Het reflecteerde het licht van de zaklantaarn als een aureool.
'Dat zal van de pelgrims zijn geweest,' zei Emily. 'In de
middeleeuwen schijnt er een traditie te zijn geweest datje zou
genezen als je het aanraakte, of dat je gebeden zouden worden
verhoord, of dat je geluk zou hebben.'
Onder het standbeeld zat een stenen bassin. De rivier stortte zich
uit over de rand ervan, maar er glom iets onderin dat Nicks
aandacht trok. Hij knielde ernaast en reikte in het ijskoude water.
Zijn hand kwam eruit met een platte zilveren quarter.
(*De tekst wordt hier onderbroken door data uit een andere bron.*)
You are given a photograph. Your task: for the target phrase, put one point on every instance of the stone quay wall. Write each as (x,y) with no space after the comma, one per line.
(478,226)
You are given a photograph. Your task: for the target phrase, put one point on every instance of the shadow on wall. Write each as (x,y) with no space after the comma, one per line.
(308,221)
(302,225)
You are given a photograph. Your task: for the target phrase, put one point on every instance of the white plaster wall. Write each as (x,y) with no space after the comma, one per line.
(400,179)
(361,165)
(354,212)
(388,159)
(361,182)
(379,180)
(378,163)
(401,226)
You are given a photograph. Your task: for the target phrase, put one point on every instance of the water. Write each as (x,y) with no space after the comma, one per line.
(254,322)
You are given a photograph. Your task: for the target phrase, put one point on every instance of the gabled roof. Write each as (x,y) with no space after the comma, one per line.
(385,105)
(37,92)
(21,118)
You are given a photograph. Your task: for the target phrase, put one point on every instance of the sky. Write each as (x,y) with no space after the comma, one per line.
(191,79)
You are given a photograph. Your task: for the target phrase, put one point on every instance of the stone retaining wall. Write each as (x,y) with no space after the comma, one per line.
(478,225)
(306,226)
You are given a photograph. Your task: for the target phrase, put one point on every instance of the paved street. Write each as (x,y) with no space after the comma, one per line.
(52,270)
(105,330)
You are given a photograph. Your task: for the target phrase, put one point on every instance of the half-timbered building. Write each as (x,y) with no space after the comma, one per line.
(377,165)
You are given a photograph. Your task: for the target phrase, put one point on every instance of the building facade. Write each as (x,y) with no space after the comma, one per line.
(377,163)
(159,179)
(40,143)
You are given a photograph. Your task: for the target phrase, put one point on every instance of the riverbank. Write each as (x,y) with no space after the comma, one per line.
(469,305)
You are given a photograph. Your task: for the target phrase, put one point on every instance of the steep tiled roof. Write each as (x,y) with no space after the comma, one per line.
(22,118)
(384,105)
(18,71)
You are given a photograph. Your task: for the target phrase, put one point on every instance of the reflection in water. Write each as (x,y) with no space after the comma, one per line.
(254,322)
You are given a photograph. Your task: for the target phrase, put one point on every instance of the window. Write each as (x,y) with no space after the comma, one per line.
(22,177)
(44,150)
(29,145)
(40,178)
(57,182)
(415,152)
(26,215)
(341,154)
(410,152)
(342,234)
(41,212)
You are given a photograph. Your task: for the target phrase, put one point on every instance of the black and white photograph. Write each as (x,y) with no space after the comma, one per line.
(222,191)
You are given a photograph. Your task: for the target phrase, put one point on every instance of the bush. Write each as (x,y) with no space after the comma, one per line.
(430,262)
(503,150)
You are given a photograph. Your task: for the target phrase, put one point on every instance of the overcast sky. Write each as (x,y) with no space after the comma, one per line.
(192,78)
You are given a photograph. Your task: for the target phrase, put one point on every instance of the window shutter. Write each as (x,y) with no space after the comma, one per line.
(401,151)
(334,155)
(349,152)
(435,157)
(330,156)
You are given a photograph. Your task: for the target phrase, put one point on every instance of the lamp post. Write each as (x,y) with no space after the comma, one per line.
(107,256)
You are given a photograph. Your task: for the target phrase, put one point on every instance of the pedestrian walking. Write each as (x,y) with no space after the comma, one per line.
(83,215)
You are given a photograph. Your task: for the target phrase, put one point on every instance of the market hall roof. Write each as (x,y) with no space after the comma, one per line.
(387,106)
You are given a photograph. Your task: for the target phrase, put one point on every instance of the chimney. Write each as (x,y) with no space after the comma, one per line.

'Dat was iets wat Gillian altijd deed zij gooide altijd
quarters in wensputten.'
'Maar waar is ze dan nu naartoe gegaan?'
'Nou, we weten waar het kasteel is.'
Nick scheen met zijn zaklantaarn naar boven. Al wist hij waar ze
naar zochten, het kostte hem even om tussen het woud van
stalactieten en de schaduwen die ze wierpen te kijken. Maar aan de
rand van de grot vond hij een donker plekje dat geen schaduw was.
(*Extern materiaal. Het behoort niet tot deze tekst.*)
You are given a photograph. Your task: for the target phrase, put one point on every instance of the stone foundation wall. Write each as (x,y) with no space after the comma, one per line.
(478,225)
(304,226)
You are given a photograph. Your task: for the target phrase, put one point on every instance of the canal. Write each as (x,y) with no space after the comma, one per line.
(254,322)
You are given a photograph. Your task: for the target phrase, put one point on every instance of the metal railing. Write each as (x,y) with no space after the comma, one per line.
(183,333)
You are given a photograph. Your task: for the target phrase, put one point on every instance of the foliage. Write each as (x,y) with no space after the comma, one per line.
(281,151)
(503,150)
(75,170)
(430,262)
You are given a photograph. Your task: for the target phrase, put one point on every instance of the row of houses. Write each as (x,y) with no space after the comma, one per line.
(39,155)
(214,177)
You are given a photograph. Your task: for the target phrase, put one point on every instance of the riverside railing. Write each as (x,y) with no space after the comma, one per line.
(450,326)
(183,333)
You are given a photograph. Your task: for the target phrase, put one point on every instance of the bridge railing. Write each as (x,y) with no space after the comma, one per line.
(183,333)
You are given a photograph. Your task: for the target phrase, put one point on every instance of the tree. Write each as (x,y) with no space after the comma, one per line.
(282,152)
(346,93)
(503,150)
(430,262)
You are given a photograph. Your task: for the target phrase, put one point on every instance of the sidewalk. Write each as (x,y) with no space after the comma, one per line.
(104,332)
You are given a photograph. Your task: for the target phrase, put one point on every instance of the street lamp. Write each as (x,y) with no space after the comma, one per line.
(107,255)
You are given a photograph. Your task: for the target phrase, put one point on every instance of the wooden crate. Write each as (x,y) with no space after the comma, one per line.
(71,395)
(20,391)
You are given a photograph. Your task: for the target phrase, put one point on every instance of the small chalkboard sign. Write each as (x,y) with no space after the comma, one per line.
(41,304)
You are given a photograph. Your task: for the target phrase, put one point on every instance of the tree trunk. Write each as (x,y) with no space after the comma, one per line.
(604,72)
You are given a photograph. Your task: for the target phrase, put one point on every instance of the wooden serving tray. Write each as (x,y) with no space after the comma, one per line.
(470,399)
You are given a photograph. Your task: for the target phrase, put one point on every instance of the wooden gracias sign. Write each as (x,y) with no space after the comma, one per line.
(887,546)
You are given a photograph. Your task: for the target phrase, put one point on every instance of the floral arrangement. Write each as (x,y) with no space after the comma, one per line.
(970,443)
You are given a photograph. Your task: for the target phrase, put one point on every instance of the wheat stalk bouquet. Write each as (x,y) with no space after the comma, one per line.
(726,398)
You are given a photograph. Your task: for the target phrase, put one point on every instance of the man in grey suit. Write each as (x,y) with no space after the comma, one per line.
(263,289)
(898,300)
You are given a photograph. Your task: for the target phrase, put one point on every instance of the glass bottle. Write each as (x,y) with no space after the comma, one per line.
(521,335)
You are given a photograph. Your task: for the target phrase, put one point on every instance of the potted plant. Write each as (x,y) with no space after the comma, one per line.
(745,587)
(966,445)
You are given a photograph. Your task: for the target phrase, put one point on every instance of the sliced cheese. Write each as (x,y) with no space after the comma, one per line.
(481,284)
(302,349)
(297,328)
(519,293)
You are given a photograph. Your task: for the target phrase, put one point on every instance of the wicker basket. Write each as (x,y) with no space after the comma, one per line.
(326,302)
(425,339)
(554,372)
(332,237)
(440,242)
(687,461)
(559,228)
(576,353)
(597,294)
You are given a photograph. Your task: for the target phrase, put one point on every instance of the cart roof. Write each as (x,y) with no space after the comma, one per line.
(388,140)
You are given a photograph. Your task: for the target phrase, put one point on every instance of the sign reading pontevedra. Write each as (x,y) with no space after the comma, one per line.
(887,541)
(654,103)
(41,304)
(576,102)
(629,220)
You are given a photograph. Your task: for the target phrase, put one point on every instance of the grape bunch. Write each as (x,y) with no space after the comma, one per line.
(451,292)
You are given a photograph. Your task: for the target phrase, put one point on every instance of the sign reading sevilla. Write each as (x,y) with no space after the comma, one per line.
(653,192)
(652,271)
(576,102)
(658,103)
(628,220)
Een gat in het plafond, een schacht die omhoogvoerde naar het
kasteel. Aan de rand zag hij ondiepe richels die in de rots waren
gebeiteld als een ladder.
Emily hield zijn hand vast. 'Weet je het zeker?'
'Wat ze ook met Gillian hebben gedaan, hebben ze in het hotel
gedaan. Dat heb ik op de webcam gezien, weet je nog? Als zij in het
kasteel is gekomen, moet ze er ook uit zijn gekomen.'
'En als ze nou hebben ontdekt hoe ze dat heeft gedaan?'
'Dan zouden ze het gat hebben dichtgestopt.' Niet denken, of je
geeft de moed op. 'De sneeuw moet het hebben bedekt voordat zij
het konden vinden.'
Hij slingerde zijn rugzak over zijn schouder en begon aan de
klim.
De wanden waren glad, bedekt met een poederachtig slijm dat aan
zijn vingers bleef plakken, maar de schacht was zo nauw dat hij
zich ertegen kon afzetten. Met de stenen sporten om zich aan vast
te klampen, klom hij snel, in en uit het licht van de zaklantaarn
waarmee Emily omhoogscheen. Hij probeerde niet omlaag te
kijken.
Toen hij eindelijk boven was gekomen, was de lichtbundel van de
zaklantaarn een vaag stipje ver beneden hem. Hij wist niet eens dat
hij was aangekomen tot hij de volgende sport zocht en op glad steen
stuitte dat de weg versperde. Hij hield even halt en rustte met
zijn gewicht tegen de muur aan uit. Weer een dood spoor. Maar de
adrenaline stroomde: hij wist dat Gillian zo binnen was gekomen.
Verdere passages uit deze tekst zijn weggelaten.